In January scientists at Vanderbilt University Medical Center (VUMC) and colleagues in Boston, Seattle and St. Louis were given an audacious goal to develop -- in 90 days -- a protective antibody-based treatment that potentially will stop the spread of the Zika virus.
They finished 12 days early thanks to a combination of technology, ceaseless communication and teamwork.
"It was as if we worked in the same lab," said Robert Carnahan, PhD, associate professor of Pediatrics at Vanderbilt University School of Medicine, who spearheaded the project. "I think that had as much to do with it as any science did."
The successful "sprint" was part of the Pandemic Protection Platform program launched last year by the Defense Advanced Research Agency (DARPA) of the U.S. Department of Defense. The goal is to prepare and deploy protective antibody treatments to squelch dangerous viral outbreaks threatening public health and national security -- anywhere.
VUMC's piece of the program is a five-year cooperative agreement worth up to $28 million led by principal investigator James Crowe Jr., MD, Vanderbilt Vaccine Center director and Ann Scott Carell Professor in the departments of Pediatrics and Pathology, Microbiology and Immunology.

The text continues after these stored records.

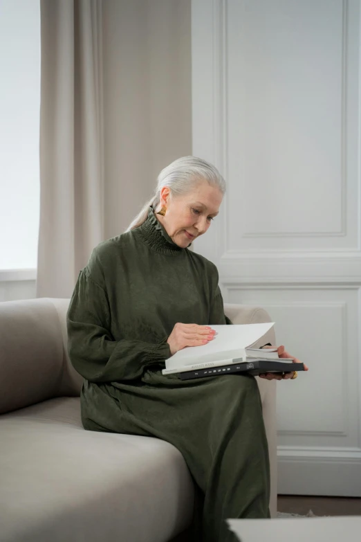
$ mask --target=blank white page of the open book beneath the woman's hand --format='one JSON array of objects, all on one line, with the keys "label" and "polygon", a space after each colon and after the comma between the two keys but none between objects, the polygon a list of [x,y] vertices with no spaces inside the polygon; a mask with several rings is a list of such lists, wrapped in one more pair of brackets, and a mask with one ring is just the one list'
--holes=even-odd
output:
[{"label": "blank white page of the open book beneath the woman's hand", "polygon": [[274,322],[243,325],[212,325],[216,336],[201,346],[186,346],[165,361],[167,369],[193,365],[205,361],[220,361],[226,358],[243,357],[246,361],[246,347],[253,345],[266,334]]}]

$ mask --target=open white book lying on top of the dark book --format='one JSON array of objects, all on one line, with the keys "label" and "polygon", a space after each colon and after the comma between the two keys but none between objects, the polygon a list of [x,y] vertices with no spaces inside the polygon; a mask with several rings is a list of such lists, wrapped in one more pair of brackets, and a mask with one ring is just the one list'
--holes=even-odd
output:
[{"label": "open white book lying on top of the dark book", "polygon": [[259,350],[252,348],[266,334],[274,322],[243,325],[212,325],[216,332],[214,339],[201,346],[187,346],[178,350],[165,361],[163,374],[186,372],[196,369],[219,367],[240,363],[248,359],[277,359],[285,363],[290,359],[279,359],[277,350]]}]

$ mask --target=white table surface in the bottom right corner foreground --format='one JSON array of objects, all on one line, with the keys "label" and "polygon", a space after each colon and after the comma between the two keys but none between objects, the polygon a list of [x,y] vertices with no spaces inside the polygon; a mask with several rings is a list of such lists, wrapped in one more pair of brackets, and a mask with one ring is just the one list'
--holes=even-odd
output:
[{"label": "white table surface in the bottom right corner foreground", "polygon": [[361,516],[228,519],[227,522],[241,542],[361,542]]}]

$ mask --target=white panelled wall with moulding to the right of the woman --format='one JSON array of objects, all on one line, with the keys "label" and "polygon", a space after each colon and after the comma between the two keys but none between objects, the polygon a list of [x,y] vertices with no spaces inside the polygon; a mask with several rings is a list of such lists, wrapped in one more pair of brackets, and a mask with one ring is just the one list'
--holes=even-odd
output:
[{"label": "white panelled wall with moulding to the right of the woman", "polygon": [[310,366],[277,383],[279,493],[361,496],[360,0],[192,1],[193,152],[228,181],[195,250]]}]

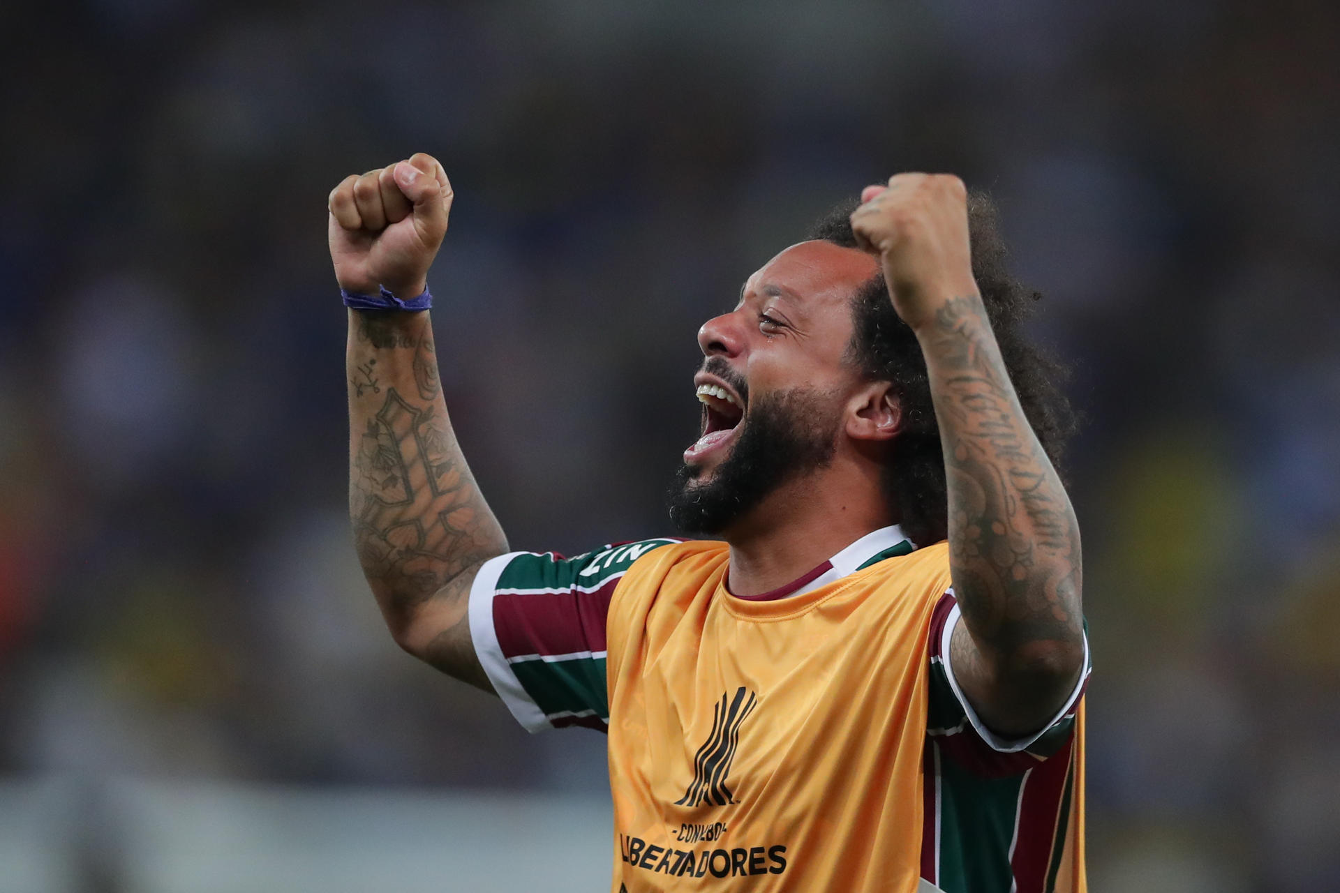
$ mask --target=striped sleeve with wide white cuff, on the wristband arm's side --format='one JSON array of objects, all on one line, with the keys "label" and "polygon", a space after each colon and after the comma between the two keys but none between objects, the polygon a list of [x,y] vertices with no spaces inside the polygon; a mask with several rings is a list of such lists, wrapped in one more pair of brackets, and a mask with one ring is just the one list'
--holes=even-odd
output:
[{"label": "striped sleeve with wide white cuff, on the wristband arm's side", "polygon": [[607,545],[575,558],[513,552],[470,586],[470,637],[493,689],[527,730],[604,731],[606,615],[632,562],[678,540]]}]

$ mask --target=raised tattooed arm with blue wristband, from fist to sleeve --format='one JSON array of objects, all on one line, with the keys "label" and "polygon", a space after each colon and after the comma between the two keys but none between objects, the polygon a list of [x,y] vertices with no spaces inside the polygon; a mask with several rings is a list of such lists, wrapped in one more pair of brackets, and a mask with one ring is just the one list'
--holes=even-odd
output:
[{"label": "raised tattooed arm with blue wristband, from fist to sleeve", "polygon": [[[426,289],[452,185],[418,154],[330,195],[330,249],[346,292]],[[508,550],[452,431],[427,311],[348,311],[348,507],[363,573],[395,641],[493,691],[466,613],[480,565]]]}]

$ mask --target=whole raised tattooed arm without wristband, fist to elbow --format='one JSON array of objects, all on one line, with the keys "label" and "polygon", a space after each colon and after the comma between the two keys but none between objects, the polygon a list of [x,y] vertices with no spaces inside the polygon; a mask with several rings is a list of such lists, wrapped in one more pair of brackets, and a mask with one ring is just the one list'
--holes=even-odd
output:
[{"label": "whole raised tattooed arm without wristband, fist to elbow", "polygon": [[899,174],[852,214],[917,333],[945,454],[949,553],[962,623],[950,660],[963,695],[1002,736],[1029,735],[1083,672],[1080,533],[1029,426],[972,273],[962,181]]}]

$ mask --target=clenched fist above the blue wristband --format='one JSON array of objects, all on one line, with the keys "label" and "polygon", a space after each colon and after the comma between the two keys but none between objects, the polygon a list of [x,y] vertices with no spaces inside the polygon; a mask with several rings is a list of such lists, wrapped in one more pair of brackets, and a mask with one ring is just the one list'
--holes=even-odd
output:
[{"label": "clenched fist above the blue wristband", "polygon": [[382,287],[401,299],[422,293],[450,210],[452,183],[423,153],[346,177],[331,191],[327,226],[339,287],[360,295]]}]

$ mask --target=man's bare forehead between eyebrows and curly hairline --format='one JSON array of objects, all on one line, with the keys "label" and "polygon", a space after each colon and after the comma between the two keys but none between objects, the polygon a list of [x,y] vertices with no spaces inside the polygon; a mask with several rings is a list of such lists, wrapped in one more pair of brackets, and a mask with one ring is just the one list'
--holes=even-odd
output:
[{"label": "man's bare forehead between eyebrows and curly hairline", "polygon": [[874,257],[825,241],[800,242],[764,264],[745,281],[744,293],[780,293],[805,316],[840,309],[850,316],[850,299],[879,270]]}]

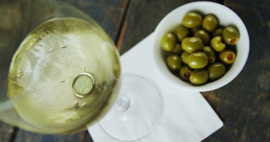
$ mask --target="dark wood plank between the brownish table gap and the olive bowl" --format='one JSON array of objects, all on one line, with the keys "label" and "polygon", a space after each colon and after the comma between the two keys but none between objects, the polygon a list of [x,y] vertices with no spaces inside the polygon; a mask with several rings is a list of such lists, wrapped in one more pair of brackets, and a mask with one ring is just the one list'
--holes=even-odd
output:
[{"label": "dark wood plank between the brownish table gap and the olive bowl", "polygon": [[[131,0],[117,43],[120,54],[154,32],[157,24],[169,12],[190,2],[194,0]],[[212,0],[212,2],[219,1]]]}]

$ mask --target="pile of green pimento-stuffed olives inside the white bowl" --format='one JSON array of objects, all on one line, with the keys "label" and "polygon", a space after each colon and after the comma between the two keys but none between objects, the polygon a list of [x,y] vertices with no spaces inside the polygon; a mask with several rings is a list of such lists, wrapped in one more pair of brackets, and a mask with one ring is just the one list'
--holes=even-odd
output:
[{"label": "pile of green pimento-stuffed olives inside the white bowl", "polygon": [[239,33],[234,27],[217,26],[213,15],[202,18],[198,13],[189,12],[181,26],[162,37],[161,47],[171,53],[167,65],[179,72],[182,80],[204,84],[207,80],[219,79],[226,72],[225,65],[234,62],[236,55],[228,45],[238,42]]}]

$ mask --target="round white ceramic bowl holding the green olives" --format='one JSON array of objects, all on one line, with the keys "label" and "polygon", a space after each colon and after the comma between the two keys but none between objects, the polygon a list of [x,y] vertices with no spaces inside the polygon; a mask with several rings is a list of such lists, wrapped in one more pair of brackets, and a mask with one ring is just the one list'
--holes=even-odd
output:
[{"label": "round white ceramic bowl holding the green olives", "polygon": [[[160,41],[165,33],[171,32],[182,23],[184,15],[191,11],[197,11],[203,15],[213,14],[218,19],[218,24],[222,26],[237,27],[240,38],[236,44],[237,55],[231,68],[220,79],[201,86],[195,86],[191,83],[182,81],[179,77],[170,72],[166,65],[166,57],[168,53],[161,48]],[[154,61],[161,74],[166,77],[173,85],[187,90],[193,91],[210,91],[220,88],[232,81],[243,69],[249,52],[248,31],[242,20],[231,9],[224,5],[214,2],[192,2],[180,6],[166,15],[158,24],[154,32]],[[218,57],[217,57],[218,58]]]}]

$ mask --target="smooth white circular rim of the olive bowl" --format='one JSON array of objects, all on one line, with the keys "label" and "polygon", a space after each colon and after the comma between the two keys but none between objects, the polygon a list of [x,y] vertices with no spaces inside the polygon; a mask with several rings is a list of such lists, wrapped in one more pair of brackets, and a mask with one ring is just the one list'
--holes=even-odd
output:
[{"label": "smooth white circular rim of the olive bowl", "polygon": [[[226,84],[230,83],[233,79],[235,79],[235,77],[241,72],[241,70],[244,68],[245,66],[245,63],[247,62],[247,59],[248,59],[248,54],[249,54],[249,48],[250,48],[250,42],[249,42],[249,35],[248,35],[248,31],[247,31],[247,27],[245,26],[244,22],[242,21],[242,19],[233,11],[231,10],[230,8],[224,6],[224,5],[221,5],[219,3],[215,3],[215,2],[205,2],[205,1],[198,1],[198,2],[191,2],[191,3],[187,3],[187,4],[184,4],[174,10],[172,10],[170,13],[168,13],[165,17],[163,17],[163,19],[158,23],[155,31],[154,31],[154,40],[153,42],[156,41],[157,39],[157,36],[158,36],[158,31],[160,31],[160,29],[162,28],[162,24],[164,23],[164,21],[167,21],[167,18],[171,15],[171,14],[174,14],[175,12],[177,12],[178,10],[181,11],[181,8],[183,7],[187,7],[187,6],[191,6],[191,5],[205,5],[205,4],[208,4],[208,5],[212,5],[212,6],[218,6],[220,8],[223,8],[225,9],[226,11],[230,12],[231,15],[233,15],[234,17],[236,17],[238,20],[239,20],[239,24],[244,26],[243,29],[242,29],[242,32],[244,33],[244,37],[246,38],[246,42],[247,42],[247,48],[243,53],[244,56],[242,56],[241,58],[243,58],[243,61],[239,63],[238,65],[238,68],[235,70],[235,72],[232,74],[232,76],[230,77],[227,77],[226,79],[223,79],[224,81],[222,81],[222,83],[219,83],[219,84],[214,84],[213,86],[207,86],[207,83],[202,85],[202,86],[184,86],[184,85],[181,85],[181,84],[178,84],[172,80],[170,80],[163,72],[162,70],[159,68],[159,65],[158,65],[158,62],[157,62],[157,54],[156,52],[158,52],[155,47],[153,48],[154,51],[154,64],[156,66],[156,68],[158,68],[158,72],[166,78],[166,80],[168,80],[171,84],[173,84],[174,86],[178,87],[178,88],[181,88],[181,89],[185,89],[185,90],[191,90],[191,91],[200,91],[200,92],[204,92],[204,91],[211,91],[211,90],[215,90],[215,89],[218,89],[220,87],[223,87],[225,86]],[[155,43],[153,44],[153,46],[155,46]],[[219,79],[218,79],[219,80]],[[217,81],[217,80],[216,80]],[[215,82],[215,81],[213,81]]]}]

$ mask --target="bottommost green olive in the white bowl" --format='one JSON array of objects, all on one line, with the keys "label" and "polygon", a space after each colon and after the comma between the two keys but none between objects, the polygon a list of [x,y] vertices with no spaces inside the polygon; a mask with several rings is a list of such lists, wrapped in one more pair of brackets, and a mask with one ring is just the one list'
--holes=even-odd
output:
[{"label": "bottommost green olive in the white bowl", "polygon": [[195,69],[190,75],[190,82],[196,85],[204,84],[209,78],[206,69]]}]

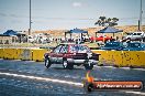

The next sprint, which may begin this fall, aims to speed production to a mere 60 days and may target another dangerous virus -- perhaps Ebola. Two more sprints will follow.
While the DARPA sprint does not involve human testing, its goal ultimately is to develop ways to stop pandemics -- widespread and rapidly spreading viral outbreaks -- even in remote corners of the world.
One day it may be possible, Carnahan said, to deploy two specialists with portable equipment to the site of an outbreak, where they draw blood samples from survivors and spin the blood down with a centrifuge to isolate antibody-producing B-cells.
Using the latest technology, they determine the genetic sequences of the antibodies and send that information electronically to the United States, where labs then synthesize the genes, produce the antibodies, and test their anti-virus ability.
Crowe and his colleagues already have developed a monoclonal antibody that is being tested in clinical trials for its ability to protect against Zika virus infection. This mosquito-transmitted virus can cause severe birth defects in babies whose mothers were infected while pregnant.
But older methods of developing therapeutic antibodies can take months. It's also difficult to give intravenous injections of antibodies to hundreds of people in remote areas.
Instead, the researchers are trying a new tactic: isolating the nucleic acid, the messenger RNA, that encodes the antibody protein, and giving it as a quick, intramuscular injection. Cells that take up the RNA will begin to produce the desired antibody almost immediately.
From blood samples collected from survivors of Zika infection, Crowe, Carnahan and their colleagues isolated B-cells and selected the most promising anti-Zika antibodies produced by these cells.
The lead antibodies were sent to Washington University in St. Louis, where they were further tested in vivo (in animal models) for their ability to provide protection from Zika infection. They also were sent to the Ragon Institute of MGH, MIT and Harvard in Boston, where they were modified to enhance their virus-fighting ability.
The most-promising lead candidates were then sent to the team at the Infectious Disease Research Institute (IDRI) in Seattle. Using novel approaches, IDRI researchers created RNA formulations of these antibodies carried by nanoparticles.
The RNA-delivered antibodies were tested for their potency against the Zika virus at Washington University and at Boston's Beth Israel Deaconess Medical Center, which on Tuesday determined they met the challenge.